Las relaciones entre el Estado (a través de los gobiernos de turno) y los medios de comunicación en el Perú, siempre han sido cuestionadas por aquellos sectores sociales y/o políticos que se han visto perjudicados por la acción de estos últimos a favor de los primeros. De esta forma, los problemas se expanden y alcanzan la credibilidad de los medios, llegando incluso a la de los propios periodistas. Aunque, como bien sostiene Gonzalo Soruco:

“La defensa de los medios de la comunicación contra su manipulación a manos de los gobernantes, políticos y grupos de interés especiales está en la educación del periodista” (Soruco 1994:196).

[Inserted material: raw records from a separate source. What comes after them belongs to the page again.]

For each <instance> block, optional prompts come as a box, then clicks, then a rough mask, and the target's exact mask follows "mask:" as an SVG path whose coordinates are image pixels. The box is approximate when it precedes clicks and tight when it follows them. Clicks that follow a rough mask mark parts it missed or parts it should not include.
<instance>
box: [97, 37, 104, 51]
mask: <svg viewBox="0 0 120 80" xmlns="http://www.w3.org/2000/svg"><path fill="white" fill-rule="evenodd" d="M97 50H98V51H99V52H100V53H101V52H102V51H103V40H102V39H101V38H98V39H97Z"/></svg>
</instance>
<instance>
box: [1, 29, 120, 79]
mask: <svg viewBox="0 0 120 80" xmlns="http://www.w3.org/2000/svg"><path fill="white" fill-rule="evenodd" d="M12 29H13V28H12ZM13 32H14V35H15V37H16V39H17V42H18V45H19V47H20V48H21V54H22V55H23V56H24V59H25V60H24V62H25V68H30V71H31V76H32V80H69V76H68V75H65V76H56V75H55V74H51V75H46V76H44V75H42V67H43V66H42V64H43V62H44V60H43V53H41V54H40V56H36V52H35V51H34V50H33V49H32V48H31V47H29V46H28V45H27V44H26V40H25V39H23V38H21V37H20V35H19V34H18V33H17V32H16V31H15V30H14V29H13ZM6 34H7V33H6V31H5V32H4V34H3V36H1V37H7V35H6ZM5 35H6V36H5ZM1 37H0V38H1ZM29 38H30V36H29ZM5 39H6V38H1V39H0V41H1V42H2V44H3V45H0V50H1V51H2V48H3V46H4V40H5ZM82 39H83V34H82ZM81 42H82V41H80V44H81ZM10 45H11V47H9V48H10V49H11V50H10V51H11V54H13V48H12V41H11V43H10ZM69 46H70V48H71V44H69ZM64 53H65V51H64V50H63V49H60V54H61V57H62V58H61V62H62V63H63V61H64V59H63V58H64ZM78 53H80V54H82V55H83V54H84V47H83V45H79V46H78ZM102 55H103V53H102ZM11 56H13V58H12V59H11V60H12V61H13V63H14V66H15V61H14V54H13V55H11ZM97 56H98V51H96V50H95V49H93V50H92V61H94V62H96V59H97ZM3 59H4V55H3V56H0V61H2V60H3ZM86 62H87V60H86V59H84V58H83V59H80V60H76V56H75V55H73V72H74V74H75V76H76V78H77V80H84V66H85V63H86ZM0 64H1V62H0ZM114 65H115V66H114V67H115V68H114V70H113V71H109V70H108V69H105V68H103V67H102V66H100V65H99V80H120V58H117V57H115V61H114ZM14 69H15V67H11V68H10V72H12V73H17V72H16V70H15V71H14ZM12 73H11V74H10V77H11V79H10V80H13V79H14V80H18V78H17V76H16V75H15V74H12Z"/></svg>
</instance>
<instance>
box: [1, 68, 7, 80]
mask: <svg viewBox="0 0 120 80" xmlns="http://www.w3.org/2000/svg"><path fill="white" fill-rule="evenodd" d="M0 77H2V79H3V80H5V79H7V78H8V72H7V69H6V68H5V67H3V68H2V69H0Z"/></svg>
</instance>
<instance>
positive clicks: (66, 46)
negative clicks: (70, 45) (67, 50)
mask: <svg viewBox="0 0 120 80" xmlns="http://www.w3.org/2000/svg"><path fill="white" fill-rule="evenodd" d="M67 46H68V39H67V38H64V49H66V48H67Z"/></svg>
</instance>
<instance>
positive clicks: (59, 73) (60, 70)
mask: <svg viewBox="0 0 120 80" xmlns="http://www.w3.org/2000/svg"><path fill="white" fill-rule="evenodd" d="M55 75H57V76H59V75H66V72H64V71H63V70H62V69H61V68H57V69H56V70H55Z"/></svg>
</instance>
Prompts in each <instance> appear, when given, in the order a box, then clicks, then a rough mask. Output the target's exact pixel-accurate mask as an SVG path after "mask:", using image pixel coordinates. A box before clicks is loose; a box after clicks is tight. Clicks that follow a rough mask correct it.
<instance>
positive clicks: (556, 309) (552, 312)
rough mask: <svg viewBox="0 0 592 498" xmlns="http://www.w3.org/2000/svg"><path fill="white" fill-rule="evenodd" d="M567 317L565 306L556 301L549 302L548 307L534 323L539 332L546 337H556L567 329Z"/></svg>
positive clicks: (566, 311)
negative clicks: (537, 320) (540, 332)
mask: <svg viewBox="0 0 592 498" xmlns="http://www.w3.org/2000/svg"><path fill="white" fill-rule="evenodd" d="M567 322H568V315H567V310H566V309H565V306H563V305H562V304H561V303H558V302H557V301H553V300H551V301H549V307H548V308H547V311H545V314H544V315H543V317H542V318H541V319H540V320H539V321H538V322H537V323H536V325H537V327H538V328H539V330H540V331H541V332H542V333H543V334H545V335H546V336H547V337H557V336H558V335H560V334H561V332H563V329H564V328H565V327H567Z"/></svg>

Las escuelas que forman periodistas deben tener el valor moral de formar profesionales independientes de los medios donde van a laborar y con una idea crítica del país, de lo contrario se convertirán en servidores de intereses ajenos a los de su profesión.

Pero, desde mediados del siglo XX en el Perú surgió la llamada prensa sensacionalista o prensa chicha, la cual tergiversa la información o simplemente, recurre a otros aspectos del acontecer para no informar precisamente sobre aquellos aspectos que sí son importantes para el desarrollo del país.

Ernesto Toledo Brückmann anota que:

“El sensacionalismo en el periodismo peruano no fue en sus inicios sinónimo de mentira sino de exaltación de la justicia y de búsqueda de igualdad y respeto de los derechos. Los temas sobre la realidad nacional eran la base de este tipo de periodismo que para llamar la atención de los lectores recurrían a frases llamativas, irónicas y hasta burlescas que iban dirigidas a la clase política” (2002:22).

Es importante indicar que el sensacionalismo no necesariamente es sinónimo de mentira, pero, en los últimos 35 años, la prensa sensacionalista ha recurrido a la mentira para desviar la atención de los lectores y evitar informar sobre acontecimientos de interés nacional. Pero, a pesar de ello, los últimos acontecimientos políticos del país demuestran que la prensa sensacionalista en la mayoría de los casos no ha logrado su objetivo. Así, el fujimorato llegó a su fin luego de grandes movilizaciones populares que antecedieron y prosiguieron a la Marcha de los Cuatro Suyos.

Por más vedettes, música tropical y escándalos sexuales, el público se interesó por lo que verdaderamente ocurría en el Perú. Esto es así porque, como escribe Sandro Macassi Lavander:

“El consumo de prensa sensacionalista no sólo reposa en la lectura de los titulares, sino que además es un consumo cruzado” (2001:45).

Este consumo cruzado significa que la persona no es consumidora de un solo medio de comunicación, sino que frente a la prensa escrita se encuentran los medios audiovisuales y en los últimos años, los medios electrónicos que permiten, además, ampliar la información con nuevas fuentes y comentarios.

Los medios virtuales independientes son cada vez más visitados por quienes no se conforman con lo leído, visto o escuchado.

* Primera parte (a manera de introducción) de la ponencia presentada en el III Congreso Peruano de Derechos Humanos (UNMSM 2014).